If none of the errors above are displayed, go to Step 10.
5. Online the RAID controller.
Make an attempt to online the RAID controller, using the user interface. The symptoms that have been indicated thus far point to something other than a hardware problem on the RAID controller itself.
Sun Storage Common Array Manager
Browser
- Expand Storage Array in the left window menu tree
- Click on your array name
- Click on the Service Advisor button in the top right corner of the browser window.
- Find and Expand Place a Controller Online in the Troubleshooting and Recovery Section
- Select the faulted controller, and follow the instructions in the right hand pane to place the controller online.
Service CLI
Locations:
Solaris: /opt/SUNWsefms/bin
Windows: c:\Program Files\Sun\Common Array Manager\Component\fms\bin
Linux: /opt/sun/cam/private/fms/bin
service -d array_name -c revive -t [a | b]
NOTE: You must specify controller slot location A or B.
SANtricity Storage Manager
GUI
- Open the Array Management Window for your array
- Select the array controller (will have a red X on it)
- Open the Advanced Menu
- Select the Recovery Sub-Menu
- Select the Place Controller Sub-Menu
- Select Online
SMcli
SMcli -n array_name -c "set controller [(a|b)] availability=online;"
NOTE: You must specify controller slot location A or B.
- If the request to online the controller fails, go to Step 11.
- If the request to online the controller is successful, and the controller stays up for longer than 5 minutes, go to Step 6.
- If the request to online the controller was successful, but the controller went offline again, go to Step 11.
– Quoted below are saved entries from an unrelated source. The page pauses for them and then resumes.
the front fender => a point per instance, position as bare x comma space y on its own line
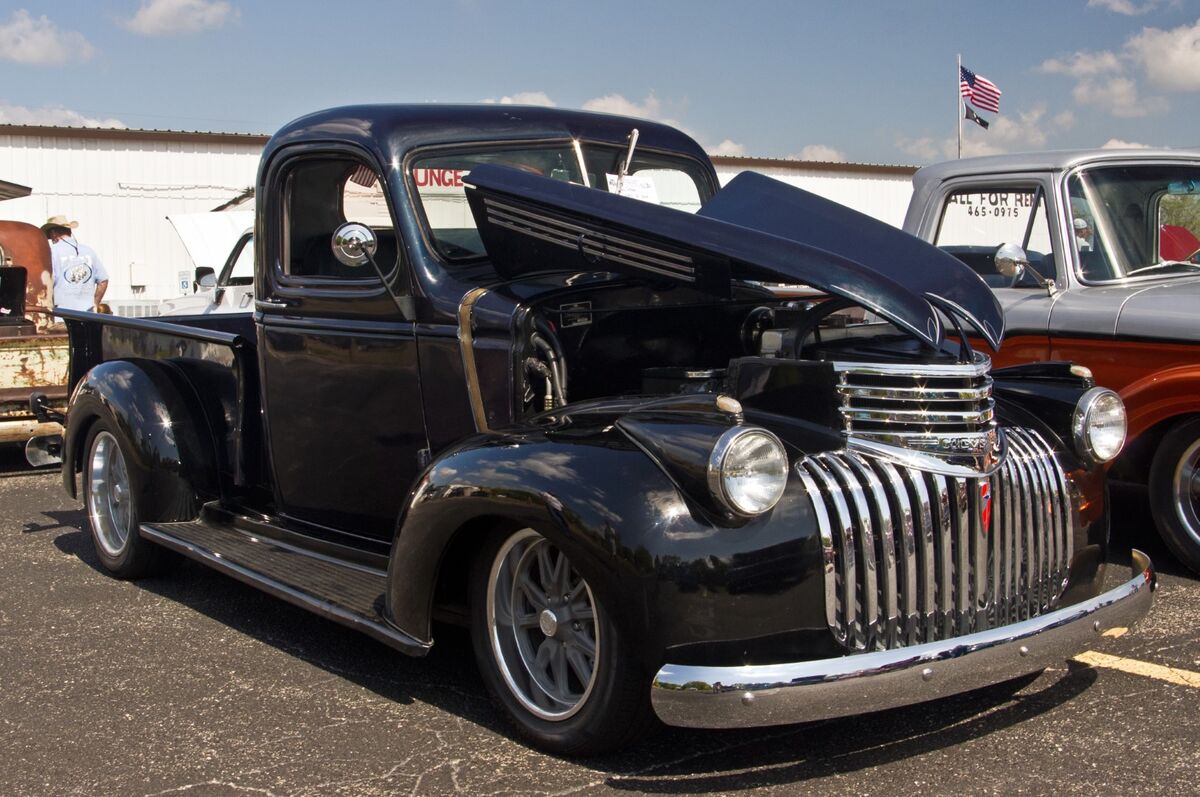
156, 423
664, 570
1162, 395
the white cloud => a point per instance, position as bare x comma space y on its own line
36, 40
923, 149
1170, 58
523, 99
1026, 130
820, 153
175, 17
1126, 7
727, 148
1063, 120
1083, 64
1116, 143
616, 103
54, 115
1117, 96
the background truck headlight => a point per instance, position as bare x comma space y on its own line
1099, 424
748, 471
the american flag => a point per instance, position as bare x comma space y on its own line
978, 90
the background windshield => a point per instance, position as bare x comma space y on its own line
438, 179
1133, 221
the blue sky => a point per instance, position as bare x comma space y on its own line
865, 82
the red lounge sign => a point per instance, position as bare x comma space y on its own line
438, 178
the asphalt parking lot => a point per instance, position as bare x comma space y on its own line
196, 684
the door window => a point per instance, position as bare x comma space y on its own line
321, 195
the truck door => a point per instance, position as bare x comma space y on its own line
978, 216
339, 364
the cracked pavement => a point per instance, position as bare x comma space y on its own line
196, 684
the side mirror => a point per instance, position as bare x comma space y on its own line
354, 244
205, 277
1012, 262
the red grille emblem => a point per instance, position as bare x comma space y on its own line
985, 505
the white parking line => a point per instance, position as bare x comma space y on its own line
1170, 675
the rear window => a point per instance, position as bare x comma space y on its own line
441, 191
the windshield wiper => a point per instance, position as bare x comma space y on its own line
1164, 264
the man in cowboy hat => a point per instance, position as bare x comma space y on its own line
79, 277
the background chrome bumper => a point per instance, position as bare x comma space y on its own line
778, 694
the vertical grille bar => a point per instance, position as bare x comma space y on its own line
869, 571
849, 569
906, 563
835, 610
886, 550
910, 557
981, 600
925, 562
1013, 547
961, 556
1048, 559
945, 557
996, 543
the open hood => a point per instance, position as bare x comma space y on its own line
210, 237
532, 223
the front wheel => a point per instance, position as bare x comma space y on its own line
1175, 491
549, 653
111, 484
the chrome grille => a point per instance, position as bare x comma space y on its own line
916, 557
898, 403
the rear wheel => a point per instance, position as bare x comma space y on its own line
1175, 491
111, 483
549, 653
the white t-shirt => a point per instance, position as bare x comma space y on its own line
76, 273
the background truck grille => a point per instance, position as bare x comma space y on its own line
898, 403
913, 557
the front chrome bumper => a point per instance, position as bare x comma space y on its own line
778, 694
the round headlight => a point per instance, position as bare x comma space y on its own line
748, 471
1099, 424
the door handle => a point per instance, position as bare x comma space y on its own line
271, 304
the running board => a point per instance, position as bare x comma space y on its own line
343, 592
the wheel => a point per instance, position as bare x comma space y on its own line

6. Reset SOC and RLS counters on the array for monitoring.
You have indicated that the array controller was successfully placed online and made available for longer than 5 minutes. If this issue is intermittent, the controller may go offline again. In order to help with diagnosis in the event that this occurs, we need to set baselines for error statistics on the array.
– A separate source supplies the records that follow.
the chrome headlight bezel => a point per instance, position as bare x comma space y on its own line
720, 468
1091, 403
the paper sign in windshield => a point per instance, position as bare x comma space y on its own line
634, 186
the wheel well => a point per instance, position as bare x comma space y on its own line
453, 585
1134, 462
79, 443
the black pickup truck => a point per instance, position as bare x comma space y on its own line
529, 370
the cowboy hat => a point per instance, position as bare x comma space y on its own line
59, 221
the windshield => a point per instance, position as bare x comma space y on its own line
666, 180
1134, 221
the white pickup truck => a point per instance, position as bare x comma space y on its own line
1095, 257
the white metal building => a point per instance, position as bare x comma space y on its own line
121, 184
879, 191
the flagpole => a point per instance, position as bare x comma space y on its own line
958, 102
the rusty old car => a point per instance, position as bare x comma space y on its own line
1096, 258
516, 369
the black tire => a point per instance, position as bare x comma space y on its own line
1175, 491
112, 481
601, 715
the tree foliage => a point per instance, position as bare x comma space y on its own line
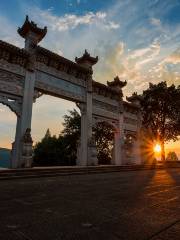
161, 112
172, 156
104, 135
62, 150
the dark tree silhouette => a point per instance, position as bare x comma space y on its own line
161, 112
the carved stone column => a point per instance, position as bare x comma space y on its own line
87, 142
83, 143
15, 153
15, 105
119, 142
32, 35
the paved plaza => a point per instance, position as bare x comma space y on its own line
109, 206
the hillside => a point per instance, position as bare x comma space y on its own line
5, 157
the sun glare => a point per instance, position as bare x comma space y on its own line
157, 148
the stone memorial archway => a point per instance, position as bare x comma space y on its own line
27, 73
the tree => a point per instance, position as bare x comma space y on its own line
104, 135
46, 151
172, 156
161, 112
62, 150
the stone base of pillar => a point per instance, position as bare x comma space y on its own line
92, 153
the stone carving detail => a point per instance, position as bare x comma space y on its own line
54, 91
131, 108
13, 104
130, 121
113, 123
37, 94
13, 54
13, 68
11, 83
27, 153
60, 63
71, 77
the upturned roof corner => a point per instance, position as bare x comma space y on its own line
30, 27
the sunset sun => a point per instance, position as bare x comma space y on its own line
157, 148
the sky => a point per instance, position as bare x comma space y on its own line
138, 40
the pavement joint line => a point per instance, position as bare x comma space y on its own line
21, 234
163, 229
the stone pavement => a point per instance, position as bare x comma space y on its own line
121, 205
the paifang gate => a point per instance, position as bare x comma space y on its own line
26, 74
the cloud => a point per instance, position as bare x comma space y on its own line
72, 21
155, 21
174, 58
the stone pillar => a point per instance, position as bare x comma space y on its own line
83, 143
27, 108
16, 145
137, 150
32, 35
118, 142
87, 144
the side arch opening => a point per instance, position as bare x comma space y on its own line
103, 133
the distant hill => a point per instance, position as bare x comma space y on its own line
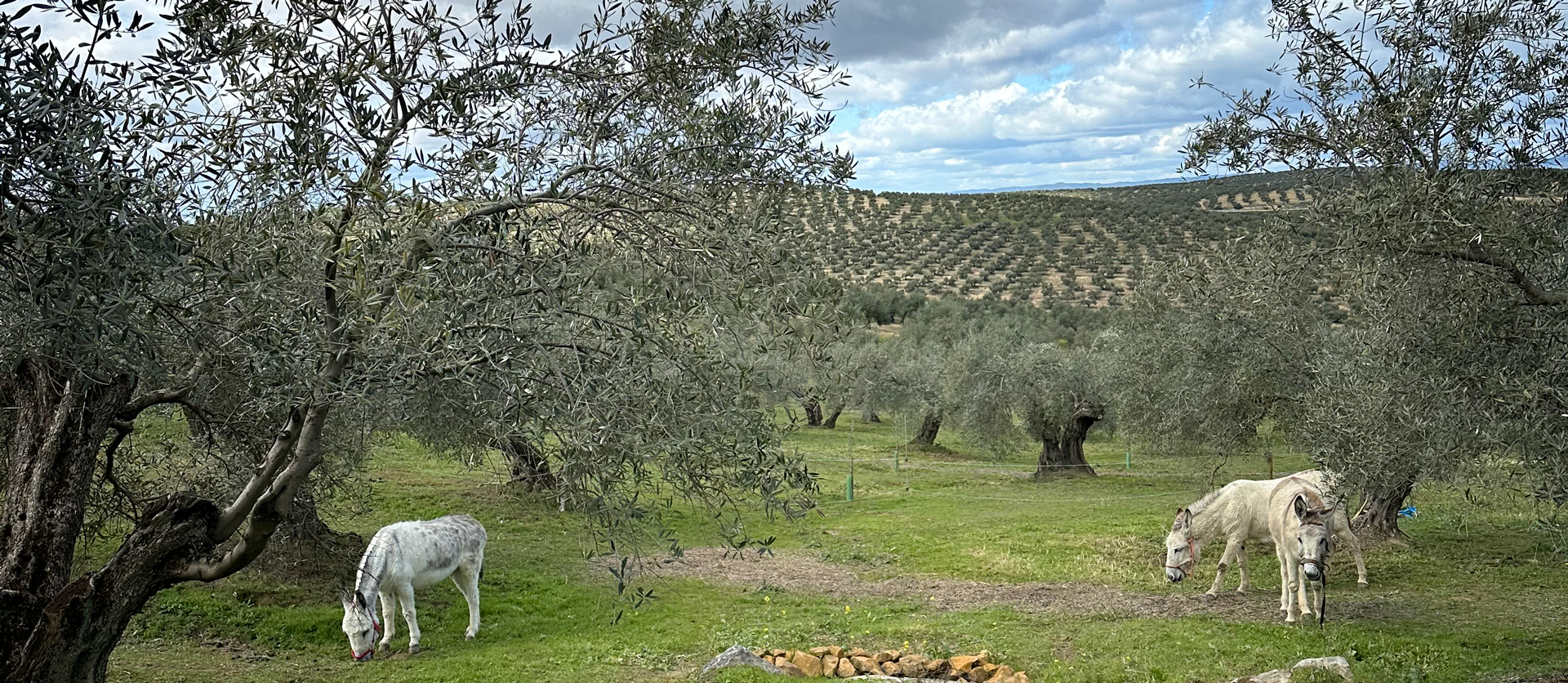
1084, 245
1075, 185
The RLS (Read Link Status) and SOC (Switch On Chip) statistics are collected as part of normal array support collections, and can be zeroed out very easily for further diagnosis, as follows. Often, a controller will go offline due to a communication issue, which requires this data as part of the investigation.
NOTE: This is not available for 2510, 2530, or 2540 arrays, although the collection of the error counters is. If this is your array type, you do not need to run the commands, but should follow the instructions on what action to take, regardless.
Sun Storage Common Array Manager
Service CLI
Locations:
Solaris: /opt/SUNWSefms/bin
Windows: c:\Program Files\Sun\Common Array Manager\Component\fms\bin
Linux: /opt/sun/cam/private/fms/bin
service -d array_name -c reset -t soc
service -d array_name -c reset -t rls
SANtricity Storage Manager
SMcli
SMcli -n array_name -c "reset storageArray RLSBaseline;"
SMcli -n array_name -c "reset storageArray SOCBaseline;"
- If the array remains online for longer than 48 hours, monitor for a period of 2 weeks. After that point, the problem was likely due to a software error or state inconsistency. You may want to consider updating firmware if available. No further actions are required.
- If the array controller is placed offline in less than 2 weeks, go to Step 11.
7. Check for additional Critical Faults besides the RPA Memory Error
Under certain circumstances documented in unpublished bugs, the RPA Memory Error may be false. Check the list of faults on the array, for any of the following:
REC_LOST_REDUNDANCY_DRIVE(xx.66.1076)
REC_PATH_DEGRADED(xx.66.1032)
The opening sentence of this section was changed because it referenced several internal bugs. Originally, it said:
Due to bugs 6767241 and 6797173, the RPA Memory Error may be false. Check the list of faults on the array, for any of the following:
- If these faults exist, in addition to the RPA Memory Error, the error may be false. Continue to Step 8 to review your firmware revisions.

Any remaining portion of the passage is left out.